Calculating Time Differences in GPS Signals: A Relativistic Approach

[Blue Kangaroo]

Homework Statement

This is a lengthy problem with 3 parts, so I figured I would keep them separate. I have a diagram that corresponds with the problem as well.
GPS receivers find their locations by measuring time differences between EM wave pulses emitted from satellites at known locations and known times in the sky. If the signals are emitted simultaneously from different satellite positions, then these time differences on the Earth can give accurate position information when the satellite positions are known. However, a problem arises because simultaneous pulse emissions in the satellites' reference frame are not emitted simultaneously when viewed from the ground based GPS receiver. Consider the geometry for the satellites’ locations in the figure below with L=L’=12,000Km (γ=1 at this low satellite speed) and h=20,000 Km. The satellites are all moving at 4Km/s as shown. Suppose that at time t =t’=0 when satellite B is directly overhead of location D on the ground (x=x’=0), EM pulses are emitted simultaneously from satellite A and C in the satellites’ frame and their emission time and positions (in their reference frame) are sent to the GPS receiver on the ground.

1. First, calculate the time difference Δt between emission times from satellite A and satellite C as viewed from the GPS on the ground.

Homework Equations

Δt=γΔt0
x=γ(x'=vt')
t=γ(t'+vx'/c^2)

The Attempt at a Solution

I know that there are two frames of reference here -- one for the satellites and one for the ground. As such, the Lorentz transformation equations will be needed. I'm having trouble figuring out exactly how to use them.
Thank you very much for any help I receive!

 

[John Morrell]

It's been a while since I've done this sort of problem, so definitely check my advice against other responses, but this is how I would go about it. From the ground observers perspective, the amount of time it will take for the pulse to get there is just the distance to the satellite divided by the speed of light. To the ground observer, it doesn't matter how fast the satellites were moving when the pulse originated, because light always travels at the same speed.

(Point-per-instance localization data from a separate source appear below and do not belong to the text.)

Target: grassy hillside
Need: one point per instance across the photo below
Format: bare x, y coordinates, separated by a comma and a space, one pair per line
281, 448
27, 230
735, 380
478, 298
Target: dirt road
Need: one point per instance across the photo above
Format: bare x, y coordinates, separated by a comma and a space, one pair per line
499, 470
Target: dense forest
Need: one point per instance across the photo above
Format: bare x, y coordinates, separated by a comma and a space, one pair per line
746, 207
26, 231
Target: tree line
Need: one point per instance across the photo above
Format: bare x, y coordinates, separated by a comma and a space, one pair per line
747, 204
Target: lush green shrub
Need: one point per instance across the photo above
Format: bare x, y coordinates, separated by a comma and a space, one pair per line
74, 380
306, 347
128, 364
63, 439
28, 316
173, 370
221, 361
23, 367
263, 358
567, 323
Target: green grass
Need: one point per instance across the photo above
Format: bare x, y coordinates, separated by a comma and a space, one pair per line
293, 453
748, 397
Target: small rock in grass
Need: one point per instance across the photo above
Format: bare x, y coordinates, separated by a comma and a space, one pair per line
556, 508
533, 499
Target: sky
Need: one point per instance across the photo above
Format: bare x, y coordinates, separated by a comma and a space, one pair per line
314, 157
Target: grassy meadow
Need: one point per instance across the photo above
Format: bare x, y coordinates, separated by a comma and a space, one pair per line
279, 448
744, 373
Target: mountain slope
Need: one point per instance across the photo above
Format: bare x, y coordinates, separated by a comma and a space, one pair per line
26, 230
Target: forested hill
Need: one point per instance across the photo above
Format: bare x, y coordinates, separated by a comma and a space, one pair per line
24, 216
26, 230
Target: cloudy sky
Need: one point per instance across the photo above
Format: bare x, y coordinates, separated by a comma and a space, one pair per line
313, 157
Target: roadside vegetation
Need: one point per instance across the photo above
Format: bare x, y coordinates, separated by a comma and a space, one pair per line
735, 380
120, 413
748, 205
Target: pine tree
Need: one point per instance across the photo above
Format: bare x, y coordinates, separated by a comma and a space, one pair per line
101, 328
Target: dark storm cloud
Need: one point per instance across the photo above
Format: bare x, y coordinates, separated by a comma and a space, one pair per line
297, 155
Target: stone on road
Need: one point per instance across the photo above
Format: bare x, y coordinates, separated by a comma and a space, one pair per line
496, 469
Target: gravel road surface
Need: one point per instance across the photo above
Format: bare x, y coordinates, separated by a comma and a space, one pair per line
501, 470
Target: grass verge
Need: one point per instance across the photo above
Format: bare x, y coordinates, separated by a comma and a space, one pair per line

But for the satellites, in their frame of reference, the ground observer is moving. They see the light traveling out away from them at the speed of light, but they also see the ground observer either moving towards the pulse of light or away from it, and so the time it will take for the pulse to arrive will be distance / (c + velocity of ground observer).

Hope that helps, you probably don't need to use lorentz transforms in this case, though as I said I may be off.